Additionally, the ACLU asks the court to require Lamont and Cook to submit a plan to provide hygiene, social distancing, diagnoses and treatment for those who remain behind bars, approve residential placements within a week for those who eligible for release, and fund transitional housing for those who would otherwise be released to homelessness.
Richard Cho, the CEO of the Connecticut Coalition to End Homelessness, said the state has made available $150,000 to put end-of-sentence inmates up in a hotel or provide them with rapid rehousing services. He previously told the Mirror that amount is “a drop in the bucket compared to what’s coming down the pike.”
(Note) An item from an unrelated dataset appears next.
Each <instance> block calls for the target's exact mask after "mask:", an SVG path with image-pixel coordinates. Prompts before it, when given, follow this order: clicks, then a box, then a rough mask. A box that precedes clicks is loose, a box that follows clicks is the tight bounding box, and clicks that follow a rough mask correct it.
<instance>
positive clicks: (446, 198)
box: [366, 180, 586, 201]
Each month, the Department of Correction releases about 50 people from prison or jail who have reached the end of their sentence and do not have a home.
Sen. Gary Winfield, a New Haven Democrat and chair of the Judiciary Committee , said there has been a lot of public pressure to get officials to explain how they plan to protect the 11,784 people incarcerated in Connecticut from a COVID-19 outbreak behind bars. He said the ACLU’s suit was not unexpected.
“It doesn’t surprise me at all there’s a lawsuit. For weeks now advocates, legislators and organizations have been asking questions” he said. “At some point one would expect they would use the legal system to find out the answers to the questions they’ve been posing and to try and protect the rights of people in our prisons.”
In a statement, Max Reiss, Lamont’s spokesperson, said the administration is reviewing the lawsuit and will not comment on pending litigation.
“All measures taken during this public health emergency have been to maximize public health outcomes wherever possible, especially inside our correctional institutions in the interests of both staff and incarcerated individuals,” he said.